Articles | Volume 382
https://doi.org/10.5194/piahs-382-677-2020
https://doi.org/10.5194/piahs-382-677-2020
Pre-conference publication
 | 
22 Apr 2020
Pre-conference publication |  | 22 Apr 2020

Reconstruction of earth fissures 3-D from videos

Adrián Riquelme, Roberto Tomás, Miguel Cano, José Luis Pastor, Brian Gootee, and Joseph P. Cook
Abstract

Earth fissures are pervasive cracks that develop on valley floors as a consequence of land subsidence associated with extensive groundwater withdrawal. To capture geometrical, geological and geotechnical information of ground fissures is of paramount importance for their characterization. Recent advances in remote sensing techniques and the accessibility to remotely piloted aircraft systems (RPAS) as well as the evolution of onboard digital cameras enable the capture of digital photos and videos. Using digital photos along with the Structure from Motion (SfM) technique and following certain strategies, we can reconstruct a 3-D model of the earth fissures under study. This technique requires digital photos, but when a digital video is available, we can convert it into a set of frames and equally apply the procedure. Besides, the extraction of frames from a video assures a key condition for the SfM technique: the overlap between photos. The resulting 3-D model should be scaled and oriented using a rigid transformation matrix or even better including ground control points (GCP) into the captured photos or frames. The latter enables the geo-referencing of the point cloud and the correction of linear and non-linear deformations.

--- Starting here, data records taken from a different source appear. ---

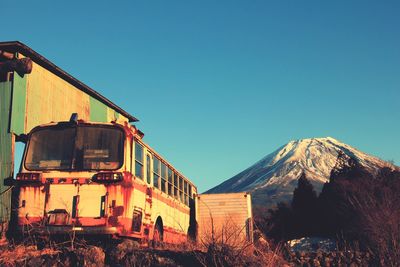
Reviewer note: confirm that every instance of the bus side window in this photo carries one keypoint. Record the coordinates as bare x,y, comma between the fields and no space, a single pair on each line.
156,172
148,168
176,186
190,191
181,190
139,161
185,189
170,183
163,177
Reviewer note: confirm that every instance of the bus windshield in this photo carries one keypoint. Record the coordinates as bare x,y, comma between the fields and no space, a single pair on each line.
76,148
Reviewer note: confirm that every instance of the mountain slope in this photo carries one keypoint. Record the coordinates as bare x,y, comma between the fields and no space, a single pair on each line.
273,178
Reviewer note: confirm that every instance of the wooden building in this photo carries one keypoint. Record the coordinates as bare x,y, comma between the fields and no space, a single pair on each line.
224,218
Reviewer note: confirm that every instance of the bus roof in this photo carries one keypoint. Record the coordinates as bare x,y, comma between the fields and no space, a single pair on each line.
16,46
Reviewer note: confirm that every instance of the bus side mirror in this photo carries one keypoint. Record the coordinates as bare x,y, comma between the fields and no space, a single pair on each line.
21,138
9,181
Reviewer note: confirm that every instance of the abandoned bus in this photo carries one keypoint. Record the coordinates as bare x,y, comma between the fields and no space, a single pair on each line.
100,178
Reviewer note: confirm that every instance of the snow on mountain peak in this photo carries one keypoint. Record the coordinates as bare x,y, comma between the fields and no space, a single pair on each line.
275,176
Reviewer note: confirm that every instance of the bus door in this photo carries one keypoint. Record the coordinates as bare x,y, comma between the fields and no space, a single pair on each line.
67,203
149,191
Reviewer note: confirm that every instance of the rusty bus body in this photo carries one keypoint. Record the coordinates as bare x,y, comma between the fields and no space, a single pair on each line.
100,178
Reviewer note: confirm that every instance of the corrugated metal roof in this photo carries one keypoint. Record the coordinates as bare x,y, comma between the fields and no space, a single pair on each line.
15,46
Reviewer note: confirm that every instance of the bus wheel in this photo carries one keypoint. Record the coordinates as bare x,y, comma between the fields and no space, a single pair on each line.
158,235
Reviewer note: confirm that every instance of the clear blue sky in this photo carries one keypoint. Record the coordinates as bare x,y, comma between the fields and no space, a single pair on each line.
217,85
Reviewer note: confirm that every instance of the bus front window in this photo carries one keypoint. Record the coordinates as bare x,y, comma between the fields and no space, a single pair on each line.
75,148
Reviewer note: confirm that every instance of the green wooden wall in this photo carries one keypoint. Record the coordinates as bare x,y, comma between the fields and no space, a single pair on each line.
6,149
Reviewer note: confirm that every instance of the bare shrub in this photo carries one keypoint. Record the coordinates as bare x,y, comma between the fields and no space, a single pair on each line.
225,246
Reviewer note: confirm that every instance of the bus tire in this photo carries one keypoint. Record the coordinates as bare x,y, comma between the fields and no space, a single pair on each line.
158,234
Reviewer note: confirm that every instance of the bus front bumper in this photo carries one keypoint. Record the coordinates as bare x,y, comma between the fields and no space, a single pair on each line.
79,230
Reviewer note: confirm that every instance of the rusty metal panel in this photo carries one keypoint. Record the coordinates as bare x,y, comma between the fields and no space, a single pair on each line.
98,111
6,150
18,104
50,98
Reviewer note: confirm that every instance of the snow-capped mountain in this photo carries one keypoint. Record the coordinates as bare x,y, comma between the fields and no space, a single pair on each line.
273,178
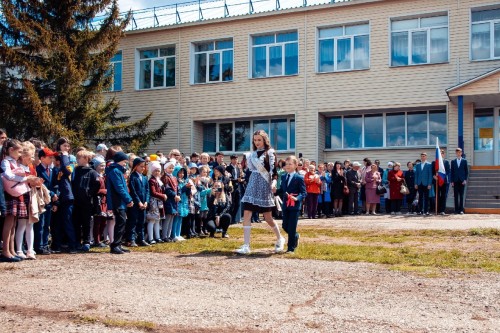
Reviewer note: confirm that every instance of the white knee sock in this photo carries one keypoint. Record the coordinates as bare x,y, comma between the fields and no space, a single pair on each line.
30,237
21,228
111,230
246,234
157,230
277,232
150,231
105,232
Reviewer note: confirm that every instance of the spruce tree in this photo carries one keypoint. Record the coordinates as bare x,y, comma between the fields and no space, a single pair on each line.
55,60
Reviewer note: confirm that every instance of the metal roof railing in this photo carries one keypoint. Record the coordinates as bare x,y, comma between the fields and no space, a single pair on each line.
203,10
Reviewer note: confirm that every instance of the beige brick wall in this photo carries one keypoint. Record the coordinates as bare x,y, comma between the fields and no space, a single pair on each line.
309,96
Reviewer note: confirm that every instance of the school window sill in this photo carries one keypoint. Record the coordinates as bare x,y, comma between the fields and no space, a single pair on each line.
193,84
484,60
156,88
272,77
384,148
418,65
344,71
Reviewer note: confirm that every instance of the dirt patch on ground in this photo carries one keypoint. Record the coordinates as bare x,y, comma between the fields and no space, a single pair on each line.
220,292
152,292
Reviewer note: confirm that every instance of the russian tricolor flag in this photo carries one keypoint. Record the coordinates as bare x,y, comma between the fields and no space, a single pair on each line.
439,165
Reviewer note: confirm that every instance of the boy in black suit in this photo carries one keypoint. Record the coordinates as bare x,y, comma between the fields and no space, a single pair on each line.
293,188
459,175
45,171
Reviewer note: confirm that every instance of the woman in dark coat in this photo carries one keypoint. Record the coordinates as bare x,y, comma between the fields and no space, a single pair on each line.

In this work, the proposed methodology is illustrated through the application of SfM technique to a high-resolution video downloaded from YouTube (i.e. https://youtu.be/9xdAnftBKvY, last access: 20 February 2020). The video shows a mile-long earth fissure that appeared sometime between March 2014 and December 2014 near the Tator Hills (Arizona, USA) over Quaternary sediments. The Arizona Geological Survey captured these videos using an RPAS. The frames of the video were downloaded and extracted using a simple Matlab code. Then, we sub-sampled the frames and processed them using the software Agisoft Metashape Professional. Finally, we got metric data from Google Earth and generated a 3-D model. The quality of the 3-D model strongly depends on the quality of the photos and the GCP. However, this study shows the potential of this technique, instrumentation and data available on Internet for the development of 3-D point clouds and 3-D models for the detailed analysis of earth fissures.

1 Introduction

When Earth processes apply tensions to the soil surface, earth fissures may appear as tension cracks that open the terrain. On valley floors, this phenomenon usually occurs because of an extensive water withdrawal that leads to the land subsidence. This phenomenon is common in Arizona (Slaff, 1993), and is highly interesting for the scientific community and planners, since they play a key role in the development of urban areas, industrial settlements, agricultural and other economic activities.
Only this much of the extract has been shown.